Growing up is a tormenting period. Stepping up to peer pressure, searching for one's place, needing to belong, getting past a first romance—all these constitute the challenges of the young adult.
Tween Academy: Class of 2012 deals with the pains of tweens, or those undergoing the stage between childhood and adulthood, and conquering fears to discover one's self.
The story centers on the lives of three friends—Enzo (Elmo Magalona), a timid boy who has yet to find faith in himself; Georgina (Bea Binene), a boyish and athletic girl who falls in love with her childhood friend Jepoy and struggles to express her feelings; and Kara (Barbie Forteza), an outspoken, anime fanatic who hides her identity from an acquaintance in her online retailing business.
Although they are strongly bonded, they are infamously called the Imba Trio or the invisible three who are the butt of jokes and nasty tricks in their high school.
The threesome is presented at the beginning of the story attending a junior-senior dance which also makes known the kind of status quo that dominates the school. Ruled by cheerleaders, bullies, and jocks, the high school is no place for the Imba Trio to be themselves, least of all, express their uniqueness and prove their worth.
An accident occurs during the school dance that leads Enzo to ruin queen bee Chloe's (Lexi Fernandez) dress. The three get in trouble as Maximo (Derrick Monasterio), the school bully, gets back at the three for making a scene. After being ganged up on by the mean boys and later, being saved by the school's good guy—jock and heartthrob Christian (Alden Richards)—the three friends realize that their whole high school lives cannot possibly be just about getting kicked around by the popular tweens.

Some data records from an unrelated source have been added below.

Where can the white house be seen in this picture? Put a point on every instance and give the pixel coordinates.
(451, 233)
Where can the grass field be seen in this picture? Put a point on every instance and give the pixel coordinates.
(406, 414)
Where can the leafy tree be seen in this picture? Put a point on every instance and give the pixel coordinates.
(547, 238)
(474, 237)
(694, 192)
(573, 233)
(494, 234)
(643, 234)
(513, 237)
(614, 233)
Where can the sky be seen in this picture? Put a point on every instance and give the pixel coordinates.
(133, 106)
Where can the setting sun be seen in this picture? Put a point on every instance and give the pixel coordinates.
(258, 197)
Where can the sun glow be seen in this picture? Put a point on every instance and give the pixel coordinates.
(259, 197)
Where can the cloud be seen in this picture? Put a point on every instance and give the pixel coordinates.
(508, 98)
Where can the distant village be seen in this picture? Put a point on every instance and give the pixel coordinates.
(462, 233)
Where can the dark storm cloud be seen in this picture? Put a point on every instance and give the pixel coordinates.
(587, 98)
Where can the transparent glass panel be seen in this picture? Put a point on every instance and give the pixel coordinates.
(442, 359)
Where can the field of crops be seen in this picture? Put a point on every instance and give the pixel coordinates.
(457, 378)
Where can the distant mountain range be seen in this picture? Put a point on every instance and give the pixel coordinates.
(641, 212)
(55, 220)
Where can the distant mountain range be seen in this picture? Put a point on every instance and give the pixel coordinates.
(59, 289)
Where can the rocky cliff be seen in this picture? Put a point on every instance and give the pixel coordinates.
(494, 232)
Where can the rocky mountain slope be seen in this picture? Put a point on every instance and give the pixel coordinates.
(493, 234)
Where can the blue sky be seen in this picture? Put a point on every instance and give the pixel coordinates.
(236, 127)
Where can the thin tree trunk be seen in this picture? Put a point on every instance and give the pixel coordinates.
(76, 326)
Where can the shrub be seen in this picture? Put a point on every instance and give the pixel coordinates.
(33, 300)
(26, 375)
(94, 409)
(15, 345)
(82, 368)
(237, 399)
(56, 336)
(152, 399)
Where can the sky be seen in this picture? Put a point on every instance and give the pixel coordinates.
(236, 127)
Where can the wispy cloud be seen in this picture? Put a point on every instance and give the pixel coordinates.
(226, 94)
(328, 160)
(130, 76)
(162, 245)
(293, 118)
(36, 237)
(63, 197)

Enzo, Georgina, and Kara then dare each other to "face their fears" and find their own place in their school. They make a bet amongst themselves "to be somebody" before the high school's prom night comes around.
Little do the Imba Trio know that their game will lead them to step out of their invisible zone and discover what they are truly made of.
Mark Reyes's Tween Academy: Class of 2012 primarily portrays the young adult at present. The film is a good means for grownups, parents and elders to get to know their tweens and also realize that the issues and pains of growing up have not changed over the years. Although the film creatively presents the tweens in a modern setting defined by their own generation's language, fashion, and technology, their struggles are the same.
For one, young love is a major theme that Tween Academy tackles. Most, if not, all of the characters are involved in a romance—a matter that sets the record straight to parents and tweens as well. Getting crushes, developing a special relationship with the opposite sex, mutual understanding, and falling in love is pretty much normal especially during the young adult stage when hormones are raging. The film sets an example for tweens not to hide such experience from their parents because all they demand is honesty. It is significant that Tween Academy opens up the topic of young love to parents and their teenagers.
The film depicts young love through the challenges faced by the different love teams.
The love team of Diego (Kristoffer Martin) and Ashley (Joyce Ching) portray young adults struggling to keep secret their relationship from Ashley's parents. Towards the end of the film, the two find out that Ashley's father has in fact known all along what they have been up to. To the two young lovers' surprise, the father turns out to respect and trust their relationship.
Meanwhile, Enzo's shy character falls for an older woman, his geometry teacher named Ms. Maddie (played by Sam Pinto). While his teacher paves a way for Enzo to gain confidence in himself, he misinterprets Ms. Maddie's efforts to help him. He ends up learning a lesson in love.
Another theme that the film deals with is that of challenging the status quo. The very act of "daring" one's self to go the extra mile always finds one uncovering his inner strength and abilities. Tween Academy in fact dares the young adult to brave that varsity tryout or glee club audition, to express one's uniqueness, or even to make known one's true feelings for a significant other. Georgina's character, a role that fits the sweet-faced Bea Binene, sheds light on this theme, as Georgina pushes herself to become a better football athlete.
Lastly, Tween Academy conveys a message for the young adult to be true to one's self despite judgment from peers and being singled out just because one feels differently from what the status quo dictates. What makes a person different is in fact what makes one special.